Interestingly enough, the court sent mixed signals by further noting that the annulment alone would not be sufficient to decline recognition and enforcement in cases when the respondent is resisting enforcement, thereby possibly clarifying its own previous statements that annulment was an independent ground to refuse recognition and enforcement. However, since the Court of Appeal nevertheless refused to recognize the partial award on jurisdiction without assessing any of the reasons for the annulment and only referring to Article V(1)(e) of the New York Convention, it can be assumed that such a position corresponds to the territorial approach.

Such an assumption can be also supported by the fact that the Supreme Court of Serbia annulled the partial award on an internationally recognized standard for annulment, as the award was issued by a biased arbitrator. It remains unclear why the Court of Appeal of Lithuania did not rely on this element and instead chose to refuse enforcement based specifically on the annulment decision, although this fact was brought up by both parties of the dispute.

 

Possible Shift to “Westphalian” or Transnational Theories

A more recent development suggests that the approach taken in Alita v. the Agency for Dispute Resolution in Privatization of Serbia might change. In a case concerning the suspension of recognition and enforcement of an arbitral award amid pending annulment proceedings at the seat (judgment of 26 October 2023), the Court of Appeal of Lithuania briefly mentioned that due to the finality of an arbitral award, ongoing annulment proceedings at the seat do not imply that the enforcement court shall halt the enforcement proceedings, given that an arbitral award can be still be recognized and enforced even if it has been annulled in the country of origin.
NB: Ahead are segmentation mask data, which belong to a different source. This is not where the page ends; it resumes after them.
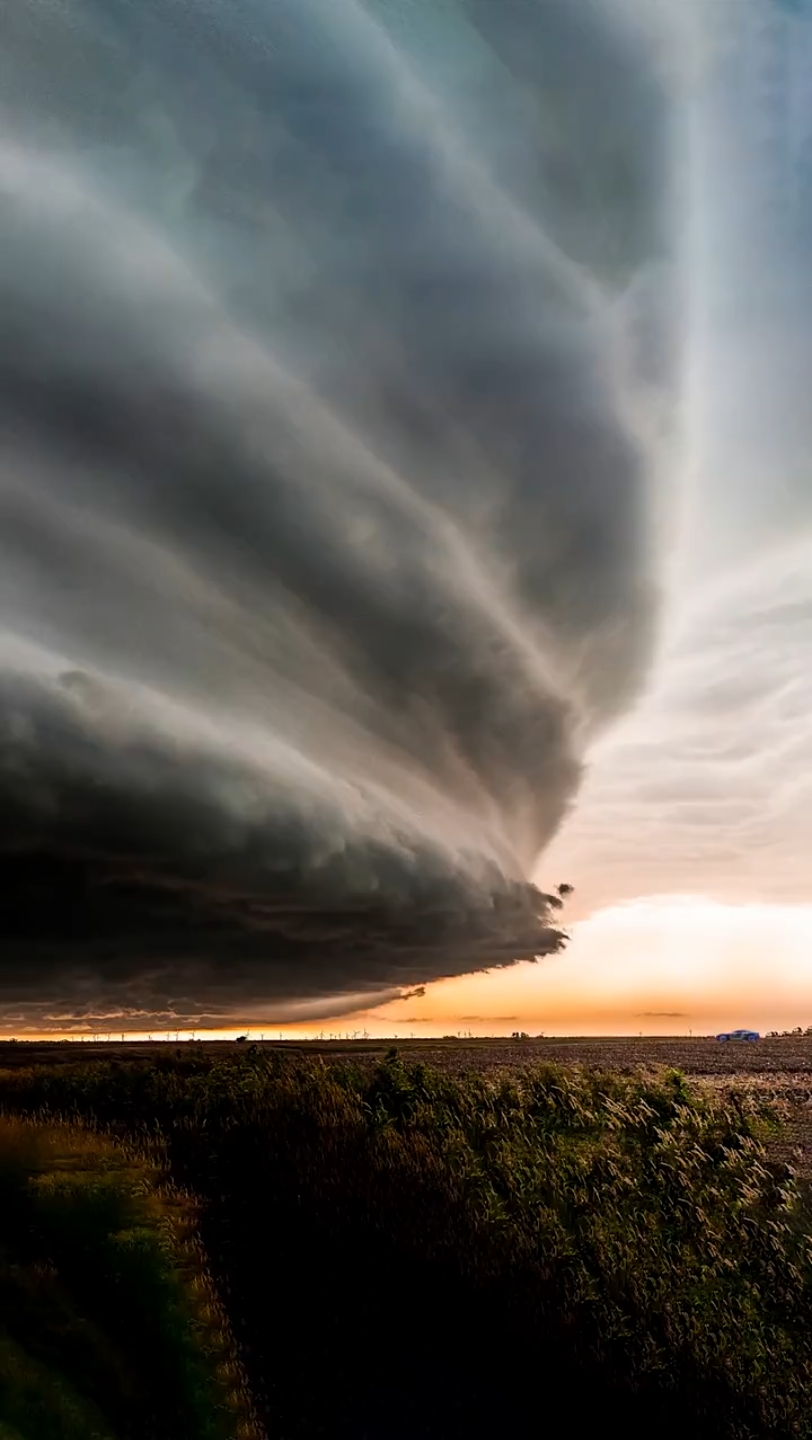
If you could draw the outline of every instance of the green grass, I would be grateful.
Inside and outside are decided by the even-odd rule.
[[[6,1072],[0,1103],[165,1144],[284,1440],[546,1432],[562,1406],[573,1434],[594,1416],[627,1435],[812,1437],[809,1215],[754,1101],[673,1072],[452,1078],[249,1049]],[[38,1213],[71,1214],[62,1173],[29,1186]],[[171,1350],[160,1266],[108,1204],[94,1182],[62,1233],[120,1237],[99,1253],[139,1313],[175,1316],[155,1329]]]
[[[0,1436],[255,1436],[192,1203],[78,1124],[0,1118]]]

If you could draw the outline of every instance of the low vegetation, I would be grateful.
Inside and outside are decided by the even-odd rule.
[[[756,1098],[241,1046],[7,1071],[0,1104],[160,1147],[270,1436],[542,1433],[555,1411],[576,1435],[812,1436],[812,1217]]]
[[[2,1440],[255,1440],[191,1202],[143,1151],[0,1119]]]

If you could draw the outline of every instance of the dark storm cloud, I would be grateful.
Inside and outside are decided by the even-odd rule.
[[[335,1009],[559,943],[526,876],[651,635],[615,297],[664,257],[667,107],[611,8],[14,8],[8,1014]]]

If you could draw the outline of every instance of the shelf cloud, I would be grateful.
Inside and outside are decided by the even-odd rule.
[[[559,947],[528,876],[656,626],[648,46],[589,0],[14,7],[6,1024]]]

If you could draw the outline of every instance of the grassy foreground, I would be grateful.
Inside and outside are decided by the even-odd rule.
[[[191,1203],[76,1124],[0,1118],[2,1440],[255,1440]]]
[[[546,1434],[555,1414],[574,1435],[812,1436],[809,1208],[754,1101],[673,1072],[249,1050],[8,1071],[0,1104],[160,1139],[282,1440]]]

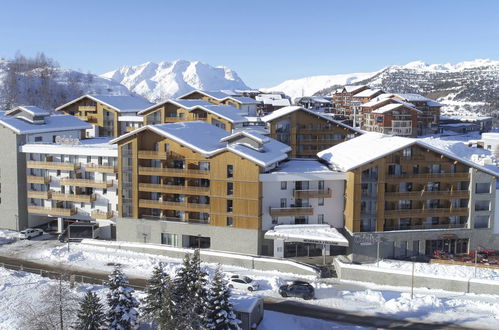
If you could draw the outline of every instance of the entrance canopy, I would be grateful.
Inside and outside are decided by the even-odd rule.
[[[348,240],[329,225],[280,225],[267,231],[264,237],[285,242],[348,246]]]

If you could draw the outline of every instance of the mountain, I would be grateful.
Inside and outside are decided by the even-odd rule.
[[[101,77],[123,84],[151,102],[177,97],[194,89],[249,89],[235,71],[199,61],[147,62],[124,66]]]

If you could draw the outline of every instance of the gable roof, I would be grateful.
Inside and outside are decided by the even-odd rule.
[[[381,94],[381,95],[378,95],[377,97],[375,97],[374,99],[372,99],[371,101],[366,102],[364,104],[361,104],[360,106],[363,108],[364,107],[367,108],[367,107],[375,107],[383,102],[390,102],[390,103],[396,102],[396,103],[404,104],[408,107],[414,107],[414,104],[405,102],[405,101],[398,99],[398,98],[393,98],[392,96],[393,96],[393,94]]]
[[[390,111],[393,111],[393,110],[396,110],[396,109],[399,109],[399,108],[406,108],[406,109],[409,109],[411,111],[415,111],[415,112],[418,112],[418,113],[423,113],[423,111],[421,110],[418,110],[414,107],[410,107],[410,106],[407,106],[405,104],[398,104],[398,103],[391,103],[391,104],[387,104],[387,105],[384,105],[376,110],[374,110],[372,113],[387,113],[387,112],[390,112]]]
[[[355,94],[353,97],[371,97],[377,93],[383,92],[381,89],[365,89],[357,94]]]
[[[16,134],[35,134],[47,132],[62,132],[92,128],[89,123],[71,115],[51,115],[44,118],[44,123],[31,123],[22,118],[9,117],[0,114],[0,125]]]
[[[255,99],[252,99],[251,97],[246,97],[246,96],[233,96],[227,93],[224,93],[222,91],[203,91],[200,89],[195,89],[193,91],[190,91],[182,96],[179,96],[179,99],[183,99],[186,96],[189,96],[194,93],[199,93],[204,96],[208,96],[211,98],[214,98],[217,101],[223,102],[225,100],[233,100],[239,104],[260,104],[260,101],[257,101]]]
[[[14,113],[14,112],[16,112],[18,110],[27,112],[27,113],[29,113],[32,116],[49,116],[50,115],[50,111],[42,109],[42,108],[39,108],[39,107],[34,106],[34,105],[20,105],[20,106],[17,106],[17,107],[15,107],[12,110],[6,111],[5,115],[9,116],[10,114],[12,114],[12,113]]]
[[[118,112],[139,112],[143,109],[149,108],[153,105],[151,102],[146,101],[142,98],[130,95],[90,95],[85,94],[80,96],[66,104],[57,107],[55,110],[59,111],[68,105],[76,103],[84,98],[89,98],[95,102],[100,102],[102,104],[107,105],[110,108]]]

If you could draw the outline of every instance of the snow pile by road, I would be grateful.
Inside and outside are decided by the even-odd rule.
[[[18,233],[13,230],[0,230],[0,245],[9,244],[16,240]]]

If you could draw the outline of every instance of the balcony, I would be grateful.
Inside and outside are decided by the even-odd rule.
[[[80,105],[78,111],[97,111],[97,107],[95,105]]]
[[[90,213],[90,216],[94,219],[111,219],[114,216],[113,211],[99,211],[95,210]]]
[[[410,192],[391,192],[385,194],[385,200],[427,200],[427,199],[451,199],[451,198],[469,198],[469,190],[451,190],[451,191],[410,191]]]
[[[270,216],[272,217],[293,217],[300,215],[314,215],[314,209],[309,206],[305,207],[270,207],[269,208]]]
[[[61,179],[61,185],[105,189],[105,188],[111,188],[113,186],[113,180],[97,181],[97,180],[87,180],[87,179],[63,178]]]
[[[426,217],[447,217],[447,216],[467,216],[469,209],[464,208],[423,208],[423,209],[399,209],[385,210],[385,218],[426,218]]]
[[[141,159],[184,159],[184,157],[173,152],[139,150],[139,158]]]
[[[80,164],[67,163],[67,162],[42,162],[42,161],[30,160],[27,162],[27,167],[47,169],[47,170],[75,171],[80,168]]]
[[[28,183],[49,184],[50,181],[51,181],[50,176],[28,175],[28,177],[27,177]]]
[[[161,167],[139,167],[139,175],[149,176],[170,176],[188,178],[207,178],[210,171],[182,169],[182,168],[161,168]]]
[[[28,206],[28,213],[49,214],[61,217],[70,217],[76,214],[76,209],[66,209],[62,207]]]
[[[207,225],[210,223],[210,220],[202,220],[202,219],[181,219],[181,218],[171,218],[171,217],[161,217],[157,215],[149,215],[144,214],[141,216],[142,219],[147,220],[157,220],[157,221],[173,221],[173,222],[184,222],[184,223],[192,223],[192,224],[204,224]]]
[[[299,199],[307,198],[330,198],[332,196],[331,189],[327,190],[293,190],[293,197]]]
[[[426,230],[426,229],[459,229],[467,228],[467,223],[447,223],[447,224],[420,224],[420,225],[403,225],[403,226],[387,226],[383,227],[384,231],[394,230]]]
[[[424,174],[398,174],[387,175],[387,182],[428,182],[433,180],[438,181],[464,181],[469,180],[468,172],[461,173],[424,173]]]
[[[95,202],[97,197],[92,195],[78,195],[78,194],[63,194],[52,192],[52,199],[56,201],[77,202],[77,203],[91,203]]]
[[[139,207],[161,210],[209,212],[210,204],[198,204],[187,202],[168,202],[151,199],[140,199]]]
[[[186,121],[184,117],[165,117],[165,123],[177,123],[179,121]]]
[[[178,186],[153,183],[140,183],[140,191],[147,192],[162,192],[171,194],[191,194],[191,195],[207,195],[210,192],[209,187],[193,187],[193,186]]]
[[[50,199],[51,191],[28,190],[28,198]]]
[[[114,165],[97,165],[87,164],[85,166],[86,172],[100,172],[100,173],[116,173],[118,168]]]

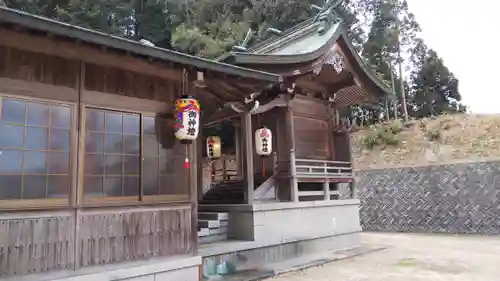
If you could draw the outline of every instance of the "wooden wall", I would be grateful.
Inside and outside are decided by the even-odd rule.
[[[292,102],[295,155],[306,159],[333,159],[331,116],[320,100],[297,97]]]
[[[69,102],[76,109],[80,102],[94,102],[132,112],[171,114],[177,87],[171,80],[25,49],[33,49],[36,41],[19,48],[4,45],[13,44],[9,40],[0,40],[0,94]],[[74,128],[79,127],[79,115],[72,121]],[[193,253],[196,181],[189,186],[181,181],[191,196],[183,201],[86,205],[77,191],[78,136],[75,129],[67,203],[0,201],[0,278]]]
[[[77,267],[184,254],[195,247],[189,206],[83,211],[78,221]]]
[[[191,211],[185,205],[82,210],[76,216],[3,213],[0,278],[192,252]]]

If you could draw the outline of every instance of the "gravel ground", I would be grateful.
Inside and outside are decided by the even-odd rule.
[[[362,239],[388,248],[272,280],[500,280],[500,237],[364,233]]]

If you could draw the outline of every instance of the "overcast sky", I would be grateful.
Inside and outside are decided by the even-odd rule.
[[[458,77],[463,102],[473,113],[500,113],[500,1],[408,3],[422,27],[426,44]]]

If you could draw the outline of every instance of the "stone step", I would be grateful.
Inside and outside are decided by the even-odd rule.
[[[198,237],[210,235],[210,230],[208,228],[201,228],[198,230]]]
[[[198,238],[198,243],[208,244],[227,240],[227,234],[216,234],[210,236],[203,236]]]
[[[198,219],[199,220],[218,220],[218,221],[226,221],[229,218],[228,213],[219,213],[219,212],[199,212]]]
[[[198,228],[217,228],[221,226],[227,226],[228,222],[219,220],[198,220]]]
[[[218,220],[198,220],[199,228],[216,228],[220,226],[220,221]]]
[[[210,235],[219,235],[219,234],[227,234],[228,228],[227,226],[221,226],[217,228],[202,228],[198,231],[198,237],[205,237]]]

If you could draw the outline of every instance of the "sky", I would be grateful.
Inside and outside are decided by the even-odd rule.
[[[421,37],[459,79],[472,113],[500,113],[500,1],[408,0]],[[496,67],[495,67],[496,66]]]

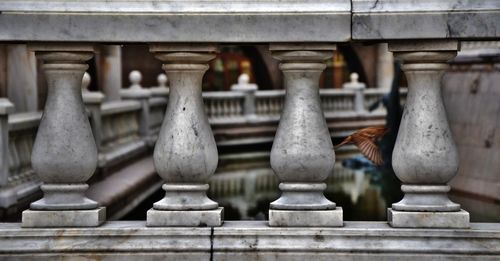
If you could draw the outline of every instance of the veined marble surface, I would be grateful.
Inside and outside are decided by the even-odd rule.
[[[6,0],[0,41],[345,42],[350,10],[349,0]]]
[[[20,228],[0,223],[0,260],[498,260],[500,224],[470,229],[391,228],[345,222],[340,228],[269,227],[227,221],[221,227],[146,227],[144,221],[97,228]]]
[[[352,8],[355,40],[500,37],[496,0],[352,0]]]

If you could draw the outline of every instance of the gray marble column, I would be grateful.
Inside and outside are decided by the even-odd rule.
[[[205,114],[203,74],[215,58],[213,45],[152,45],[170,79],[167,111],[154,149],[154,164],[165,180],[165,197],[148,211],[148,226],[220,226],[223,208],[206,195],[218,162]]]
[[[35,55],[25,44],[7,45],[7,97],[16,112],[38,110]]]
[[[33,145],[32,166],[44,196],[23,212],[24,227],[98,226],[105,208],[85,197],[97,166],[97,148],[82,100],[82,77],[94,47],[30,46],[43,60],[48,96]]]
[[[441,79],[457,41],[390,43],[403,61],[408,97],[392,154],[404,198],[388,210],[394,227],[465,228],[469,213],[448,199],[458,170],[458,152],[446,118]]]
[[[106,95],[106,101],[119,101],[122,88],[122,47],[103,45],[100,51],[102,91]]]
[[[342,208],[323,195],[335,152],[319,97],[319,77],[335,45],[271,45],[281,61],[285,105],[271,150],[281,197],[271,203],[271,226],[342,226]]]

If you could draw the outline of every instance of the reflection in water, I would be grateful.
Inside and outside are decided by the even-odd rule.
[[[386,208],[401,199],[399,181],[374,169],[335,166],[325,195],[342,206],[345,220],[386,220]],[[219,172],[209,196],[225,208],[226,220],[263,220],[279,197],[278,180],[269,167]]]
[[[269,203],[279,197],[279,182],[269,166],[269,154],[247,155],[250,158],[223,156],[211,178],[209,197],[224,207],[225,220],[266,220]],[[326,183],[325,196],[343,208],[347,221],[386,221],[387,207],[403,197],[392,172],[372,167],[350,169],[338,163]],[[164,195],[163,190],[156,191],[123,220],[145,220],[146,211]],[[472,222],[500,222],[498,203],[456,193],[450,198],[469,211]]]

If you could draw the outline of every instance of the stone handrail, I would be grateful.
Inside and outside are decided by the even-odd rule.
[[[2,106],[2,105],[0,105]],[[2,167],[0,183],[0,207],[9,208],[24,197],[38,191],[40,180],[31,167],[31,150],[40,123],[40,112],[7,114],[7,142],[0,155]],[[3,132],[5,130],[0,130]]]
[[[6,0],[0,2],[0,24],[0,41],[28,43],[43,63],[48,84],[31,154],[43,198],[23,212],[21,224],[0,224],[0,254],[7,259],[72,254],[115,260],[500,256],[500,225],[470,223],[469,213],[448,198],[447,183],[457,173],[459,156],[440,88],[460,41],[500,37],[497,0]],[[336,44],[353,40],[387,42],[408,81],[392,155],[404,198],[387,209],[385,224],[344,222],[342,206],[323,193],[335,151],[318,83]],[[97,43],[148,44],[170,79],[153,154],[165,197],[152,204],[145,224],[106,222],[106,209],[85,196],[99,162],[96,141],[103,136],[93,135],[80,81]],[[283,73],[285,97],[262,102],[265,114],[281,110],[270,155],[281,196],[270,204],[265,222],[224,223],[223,208],[207,197],[218,152],[201,87],[224,43],[268,44]],[[342,96],[336,102],[342,105],[333,110],[364,111],[369,99],[363,101],[359,85],[351,87],[354,98]],[[122,93],[140,103],[142,139],[151,137],[151,95],[136,84]],[[231,115],[241,109],[224,104]],[[89,108],[94,130],[99,110],[100,105]],[[6,111],[0,111],[3,154]]]
[[[244,115],[245,95],[240,92],[203,92],[209,118],[232,118]]]

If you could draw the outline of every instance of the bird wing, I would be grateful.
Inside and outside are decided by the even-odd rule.
[[[344,145],[346,145],[347,143],[350,143],[352,142],[352,136],[348,136],[347,138],[345,138],[345,140],[343,140],[341,143],[339,143],[337,146],[335,146],[334,148],[335,149],[338,149]]]
[[[360,138],[355,141],[356,146],[359,148],[359,151],[371,160],[375,165],[380,166],[384,163],[382,160],[382,154],[380,150],[373,141],[367,138]]]
[[[356,145],[361,151],[361,154],[371,160],[375,165],[380,166],[384,164],[384,161],[376,141],[386,133],[387,128],[384,126],[367,127],[348,136],[345,140],[335,146],[335,149],[338,149],[348,143],[354,143],[354,145]]]

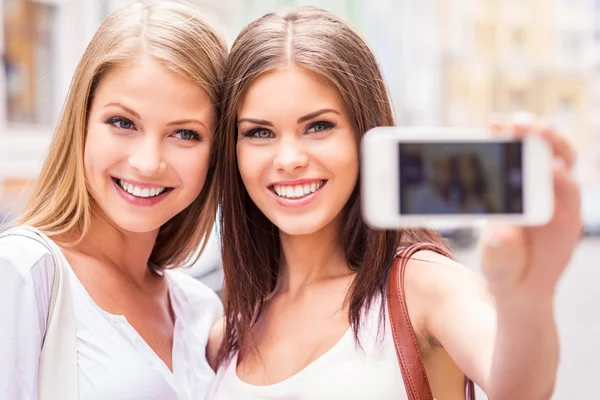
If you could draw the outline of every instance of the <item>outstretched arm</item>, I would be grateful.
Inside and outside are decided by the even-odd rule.
[[[438,255],[411,261],[407,270],[407,282],[417,286],[427,269],[435,270],[427,273],[433,282],[421,285],[427,297],[418,296],[428,304],[426,334],[493,400],[551,397],[559,357],[555,287],[581,235],[571,149],[551,130],[534,134],[548,140],[556,159],[552,220],[541,227],[489,227],[482,240],[487,285],[462,266],[442,265],[451,262]],[[431,263],[435,257],[442,260]]]

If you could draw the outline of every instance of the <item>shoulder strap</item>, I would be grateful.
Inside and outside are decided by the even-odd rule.
[[[38,242],[39,244],[43,245],[48,250],[48,252],[52,255],[52,260],[54,262],[55,268],[54,268],[54,278],[52,281],[52,291],[50,292],[51,293],[50,294],[50,306],[48,307],[48,317],[46,318],[46,329],[44,331],[44,339],[45,339],[45,332],[48,331],[48,325],[50,324],[50,319],[52,317],[52,311],[54,310],[54,305],[56,303],[56,296],[58,293],[58,288],[60,287],[60,281],[61,281],[61,276],[62,276],[62,274],[60,274],[59,271],[57,271],[58,270],[57,266],[59,264],[56,260],[56,255],[52,251],[52,248],[42,239],[42,237],[39,234],[37,234],[36,229],[31,228],[29,226],[18,226],[16,228],[11,228],[7,231],[0,233],[0,238],[7,237],[7,236],[22,236],[22,237],[26,237],[28,239],[34,240],[34,241]],[[42,341],[42,343],[43,343],[43,341]]]
[[[454,259],[446,249],[433,243],[418,243],[409,246],[396,255],[388,282],[388,313],[392,335],[396,346],[398,364],[402,371],[404,386],[409,400],[433,400],[427,373],[421,358],[421,351],[412,328],[406,298],[404,295],[404,272],[410,258],[418,251],[432,250],[450,259]],[[473,382],[465,379],[465,399],[475,399]]]
[[[77,400],[77,330],[66,260],[56,243],[35,228],[20,226],[3,232],[2,236],[27,237],[44,245],[52,255],[54,280],[38,367],[38,398]]]

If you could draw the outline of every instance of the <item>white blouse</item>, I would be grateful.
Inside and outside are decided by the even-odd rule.
[[[77,328],[81,400],[202,400],[214,372],[206,360],[210,329],[223,314],[218,296],[180,272],[166,271],[176,316],[173,372],[122,315],[102,310],[69,269]],[[35,241],[0,239],[0,397],[37,399],[38,360],[54,264]]]

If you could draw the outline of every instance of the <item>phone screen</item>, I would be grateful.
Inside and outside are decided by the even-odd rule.
[[[399,144],[400,214],[523,213],[523,143]]]

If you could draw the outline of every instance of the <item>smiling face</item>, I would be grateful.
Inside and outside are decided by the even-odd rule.
[[[248,194],[289,235],[336,220],[358,177],[356,135],[341,96],[293,66],[248,88],[238,111],[237,157]]]
[[[130,232],[151,232],[189,206],[209,166],[206,92],[151,58],[118,67],[90,108],[84,152],[94,203]]]

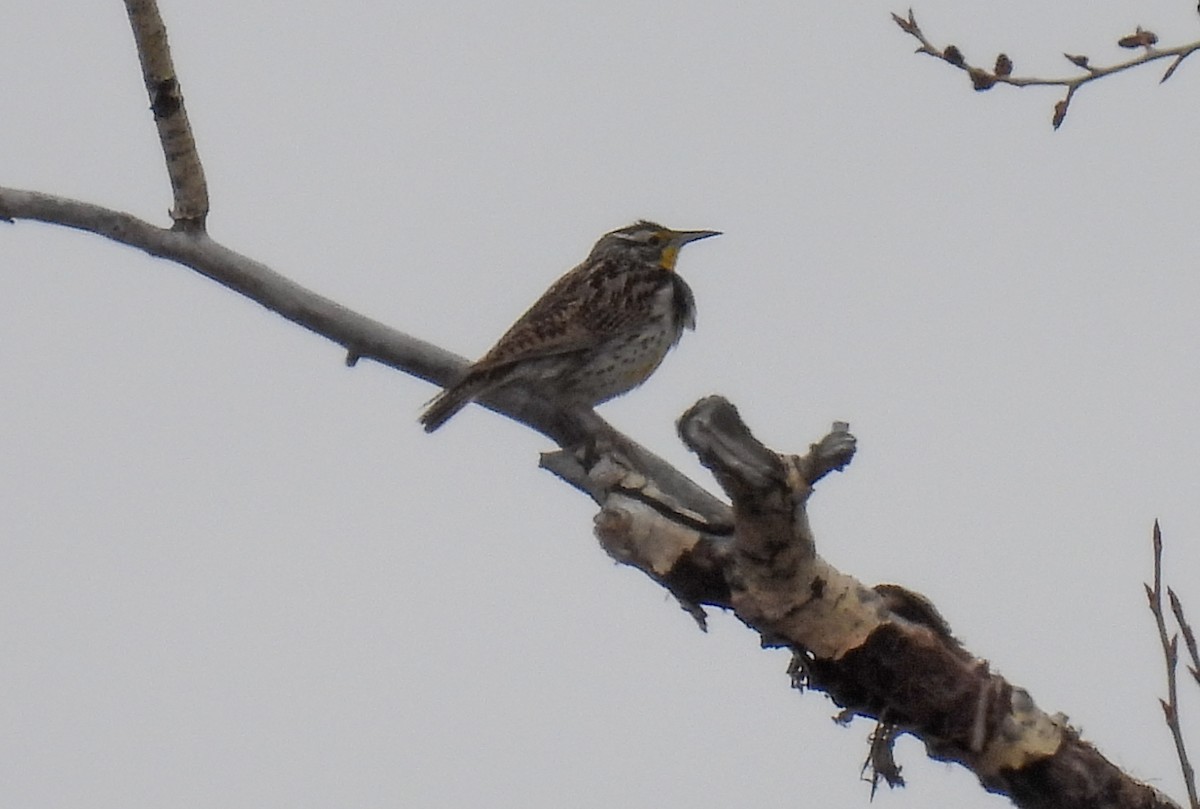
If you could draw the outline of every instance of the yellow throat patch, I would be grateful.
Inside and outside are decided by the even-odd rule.
[[[662,258],[658,260],[658,266],[662,267],[667,272],[675,271],[675,262],[679,259],[678,244],[667,245],[667,248],[662,252]]]

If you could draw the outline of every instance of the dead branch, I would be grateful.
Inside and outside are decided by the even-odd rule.
[[[1086,56],[1078,54],[1064,53],[1063,56],[1075,67],[1084,71],[1077,76],[1067,76],[1056,79],[1037,78],[1034,76],[1014,76],[1012,75],[1013,63],[1007,54],[1001,53],[996,57],[994,65],[989,68],[980,67],[972,64],[963,55],[962,51],[956,45],[947,45],[944,48],[938,48],[921,30],[921,26],[917,24],[917,18],[913,14],[913,10],[908,10],[907,17],[901,17],[899,14],[892,14],[892,19],[896,25],[900,26],[900,30],[913,37],[920,43],[917,48],[917,53],[928,54],[929,56],[937,57],[950,65],[964,71],[967,77],[971,80],[971,86],[977,91],[990,90],[997,84],[1007,84],[1011,87],[1063,87],[1067,93],[1061,100],[1054,105],[1054,114],[1051,117],[1051,124],[1055,129],[1062,126],[1063,120],[1067,117],[1067,109],[1071,105],[1071,99],[1075,97],[1075,92],[1085,84],[1102,79],[1105,76],[1111,76],[1114,73],[1120,73],[1132,68],[1141,67],[1142,65],[1156,62],[1159,59],[1171,59],[1171,64],[1167,67],[1159,83],[1165,82],[1175,74],[1175,69],[1179,64],[1191,56],[1197,50],[1200,50],[1200,40],[1188,42],[1183,45],[1176,45],[1171,48],[1158,47],[1158,35],[1153,31],[1147,31],[1140,25],[1131,34],[1126,34],[1117,40],[1117,45],[1122,48],[1138,50],[1141,53],[1133,59],[1124,62],[1116,62],[1110,65],[1096,66]]]
[[[733,501],[733,537],[698,544],[722,543],[722,578],[738,618],[764,645],[792,649],[807,686],[825,691],[844,713],[917,736],[931,756],[970,768],[985,789],[1018,806],[1174,806],[1082,741],[1065,717],[1038,709],[942,626],[902,617],[879,592],[821,559],[806,504],[813,483],[847,464],[854,450],[853,437],[835,426],[798,457],[763,447],[724,399],[702,400],[681,418],[684,442]],[[646,533],[630,516],[621,529],[630,537]],[[679,550],[685,559],[689,551]]]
However, since this judgment only addressed the suspension of enforcement amid pending annulment proceedings at the seat, and did not pertain to the enforcement of an annulled arbitral award, the court did not further elaborate on its position regarding the enforcement of annulled arbitral awards. Thus, it seems that the approach taken by Lithuanian courts remains subject to further development.

 

Concluding Remarks

In sum, due to the only court decision – to the author’s knowledge – concerning recognition and enforcement of annulled arbitral awards, the precedent in Lithuania seems to lean towards the side of the territorial approach. However, to maintain the reputation of a pro-arbitration jurisdiction and to become an attractive venue for dispute resolution, it can be assumed that the territorial approach is the least desirable one and should not be followed by Lithuanian courts in the future. Notably, the recent judgment of 26 October 2023 seems to lay a favorable foundation for the possible development of Westphalian or transnational approaches. That being said, one must mention that Alita v. the Agency for Dispute Resolution in Privatization of Serbia is only a single decision that was unreviewed by the Lithuanian Supreme Court. Thus, the question of further development of court practice on enforcing annulled awards in Lithuania remains open.